Confiança absoluta
A nossa vida decorre, no geral, de forma bastante superficial. Poucas vezes nos atrevemos a entrarmos em nós mesmos. Produz-nos uma espécie de vertigem aproximar-nos da nossa interioridade. Quem é esse estranho que descubro dentro de mim, cheio de medos e interrogações, faminto de felicidade e farto de problemas, sempre em busca e sempre insatisfeito?
Que postura adotar ao contemplar em nós essa mistura estranha de nobreza e miséria, de grandeza e pequenez, de finitude e infinitude? Entendermos o desconcerto de Santo Agostinho, que, questionado pela morte do seu melhor amigo, reflexiona sobre a sua vida: «Converti-me num grande enigma para mim mesmo».
Há uma primeira postura possível. Chama-se resignação, e consiste em nos contentarmos com o que somos. Instalar-nos na nossa pequena vida de cada dia e aceitar a nossa finitude. Naturalmente, para isso temos de abafar qualquer rumor de transcendência. Fechar os olhos a qualquer sinal que nos convide a olhar para o infinito. Permanecer surdos a todas as chamadas provenientes do Mistério.

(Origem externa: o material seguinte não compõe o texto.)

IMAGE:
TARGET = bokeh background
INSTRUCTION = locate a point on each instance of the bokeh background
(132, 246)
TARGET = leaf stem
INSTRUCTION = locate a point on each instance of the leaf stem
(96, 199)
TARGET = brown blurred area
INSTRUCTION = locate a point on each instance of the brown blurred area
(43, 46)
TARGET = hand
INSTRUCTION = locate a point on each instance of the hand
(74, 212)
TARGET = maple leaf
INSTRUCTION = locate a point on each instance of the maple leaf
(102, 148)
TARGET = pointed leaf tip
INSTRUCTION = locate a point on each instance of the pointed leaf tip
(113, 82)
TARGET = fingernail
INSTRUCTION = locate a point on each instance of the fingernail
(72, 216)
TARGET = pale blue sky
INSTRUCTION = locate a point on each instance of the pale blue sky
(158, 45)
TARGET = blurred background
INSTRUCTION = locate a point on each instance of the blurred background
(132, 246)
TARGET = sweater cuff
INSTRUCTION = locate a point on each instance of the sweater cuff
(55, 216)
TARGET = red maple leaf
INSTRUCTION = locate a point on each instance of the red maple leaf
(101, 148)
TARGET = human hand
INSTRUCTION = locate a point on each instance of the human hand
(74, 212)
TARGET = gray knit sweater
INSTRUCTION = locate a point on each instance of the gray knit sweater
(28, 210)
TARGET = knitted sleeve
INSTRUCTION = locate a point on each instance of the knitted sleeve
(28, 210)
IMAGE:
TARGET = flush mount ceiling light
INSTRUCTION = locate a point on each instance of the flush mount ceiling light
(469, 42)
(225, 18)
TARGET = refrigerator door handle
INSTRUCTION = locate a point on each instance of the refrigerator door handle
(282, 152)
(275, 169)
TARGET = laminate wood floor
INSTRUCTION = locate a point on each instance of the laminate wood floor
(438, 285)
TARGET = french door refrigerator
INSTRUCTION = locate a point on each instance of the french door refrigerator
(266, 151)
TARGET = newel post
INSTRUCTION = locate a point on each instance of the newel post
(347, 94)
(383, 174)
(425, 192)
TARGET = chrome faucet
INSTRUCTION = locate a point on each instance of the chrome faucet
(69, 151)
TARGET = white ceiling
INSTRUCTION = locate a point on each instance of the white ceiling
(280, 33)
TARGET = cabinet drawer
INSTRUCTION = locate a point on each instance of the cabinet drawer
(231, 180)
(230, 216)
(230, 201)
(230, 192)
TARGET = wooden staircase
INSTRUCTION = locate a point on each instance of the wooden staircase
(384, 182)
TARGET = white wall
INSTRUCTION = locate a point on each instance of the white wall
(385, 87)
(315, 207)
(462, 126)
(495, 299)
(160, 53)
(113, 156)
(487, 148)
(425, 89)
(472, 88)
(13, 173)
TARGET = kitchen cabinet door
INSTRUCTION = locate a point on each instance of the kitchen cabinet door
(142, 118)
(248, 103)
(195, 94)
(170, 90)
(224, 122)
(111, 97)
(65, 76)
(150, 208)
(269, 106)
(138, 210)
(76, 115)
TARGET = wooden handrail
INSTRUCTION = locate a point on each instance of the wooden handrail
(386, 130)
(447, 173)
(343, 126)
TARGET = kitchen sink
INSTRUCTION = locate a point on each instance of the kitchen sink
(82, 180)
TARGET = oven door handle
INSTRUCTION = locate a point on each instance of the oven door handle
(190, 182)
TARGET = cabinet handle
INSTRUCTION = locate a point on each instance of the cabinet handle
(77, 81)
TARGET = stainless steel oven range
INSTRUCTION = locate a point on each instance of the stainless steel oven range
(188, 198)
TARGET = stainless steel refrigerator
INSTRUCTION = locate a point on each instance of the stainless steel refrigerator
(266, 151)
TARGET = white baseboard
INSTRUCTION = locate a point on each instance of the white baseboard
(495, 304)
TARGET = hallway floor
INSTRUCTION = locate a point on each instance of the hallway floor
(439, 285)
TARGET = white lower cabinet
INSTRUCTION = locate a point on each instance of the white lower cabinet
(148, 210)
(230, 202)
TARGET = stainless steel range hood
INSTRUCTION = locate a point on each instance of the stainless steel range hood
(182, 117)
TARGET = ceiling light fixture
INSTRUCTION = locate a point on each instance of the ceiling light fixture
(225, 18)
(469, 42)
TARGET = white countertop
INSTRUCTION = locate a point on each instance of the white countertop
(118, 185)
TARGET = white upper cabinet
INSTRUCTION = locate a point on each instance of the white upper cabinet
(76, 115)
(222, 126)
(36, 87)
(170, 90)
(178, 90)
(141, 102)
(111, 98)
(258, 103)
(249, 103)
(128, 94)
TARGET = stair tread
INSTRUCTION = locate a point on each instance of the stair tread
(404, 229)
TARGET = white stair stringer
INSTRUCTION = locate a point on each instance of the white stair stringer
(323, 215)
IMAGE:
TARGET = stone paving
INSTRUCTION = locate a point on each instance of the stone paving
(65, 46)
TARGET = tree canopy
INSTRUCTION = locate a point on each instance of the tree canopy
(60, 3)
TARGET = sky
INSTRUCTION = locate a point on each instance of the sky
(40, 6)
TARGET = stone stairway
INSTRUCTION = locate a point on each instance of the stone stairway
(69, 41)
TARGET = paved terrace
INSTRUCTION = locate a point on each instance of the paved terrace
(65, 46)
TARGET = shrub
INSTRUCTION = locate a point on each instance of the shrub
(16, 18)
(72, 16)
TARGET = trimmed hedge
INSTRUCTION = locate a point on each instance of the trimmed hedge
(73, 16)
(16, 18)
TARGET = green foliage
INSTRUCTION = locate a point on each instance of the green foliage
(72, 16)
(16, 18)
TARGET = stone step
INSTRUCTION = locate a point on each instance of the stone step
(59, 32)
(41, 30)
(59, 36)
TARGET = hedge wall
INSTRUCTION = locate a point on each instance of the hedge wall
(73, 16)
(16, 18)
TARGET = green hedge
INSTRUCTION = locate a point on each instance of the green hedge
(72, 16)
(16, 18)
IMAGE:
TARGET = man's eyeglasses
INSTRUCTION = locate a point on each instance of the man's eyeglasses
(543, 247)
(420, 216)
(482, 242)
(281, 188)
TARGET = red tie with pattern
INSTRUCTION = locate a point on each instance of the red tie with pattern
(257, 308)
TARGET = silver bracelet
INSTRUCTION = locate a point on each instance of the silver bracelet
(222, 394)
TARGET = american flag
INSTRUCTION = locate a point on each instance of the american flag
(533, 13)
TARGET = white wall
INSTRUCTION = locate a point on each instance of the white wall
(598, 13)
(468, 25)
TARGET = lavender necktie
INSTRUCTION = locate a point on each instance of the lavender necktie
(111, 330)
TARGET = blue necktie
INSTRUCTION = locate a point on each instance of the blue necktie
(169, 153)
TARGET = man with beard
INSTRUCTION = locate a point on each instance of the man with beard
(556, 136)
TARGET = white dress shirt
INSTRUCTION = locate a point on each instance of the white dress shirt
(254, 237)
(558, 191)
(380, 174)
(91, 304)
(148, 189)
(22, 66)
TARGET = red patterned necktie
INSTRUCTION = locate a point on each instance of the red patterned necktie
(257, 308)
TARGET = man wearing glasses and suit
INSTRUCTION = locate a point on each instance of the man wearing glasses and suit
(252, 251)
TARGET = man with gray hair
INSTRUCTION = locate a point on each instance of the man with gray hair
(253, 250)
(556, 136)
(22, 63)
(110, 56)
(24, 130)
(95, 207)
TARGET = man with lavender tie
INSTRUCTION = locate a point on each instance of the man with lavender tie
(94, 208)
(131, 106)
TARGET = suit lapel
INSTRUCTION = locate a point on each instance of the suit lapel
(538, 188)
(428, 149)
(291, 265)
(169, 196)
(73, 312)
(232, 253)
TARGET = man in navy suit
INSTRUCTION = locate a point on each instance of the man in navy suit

Há outra atitude possível ante a encruzilhada da vida. A confiança absoluta. Aceitar na nossa vida a presença salvadora do Mistério. Abrir-nos a ela do mais fundo do nosso ser. Acolher a Deus como raiz e destino do nosso ser. Acreditar na salvação que se nos oferece.
Só desde essa confiança plena em Deus Salvador se entendem essas desconcertantes palavras de Jesus: «Quem vive preocupado com a sua vida a perderá; pelo contrário, quem não se agarre excessivamente a ela a conservará para a vida eterna». O decisivo é abrir-nos confiadamente ao Mistério de um Deus que é Amor e Bondade insondáveis. Reconhecer e aceitar que somos seres «gravitando em torno a Deus, nosso Pai. Como dizia Paul Tillich, «aceitar ser aceitos por Ele».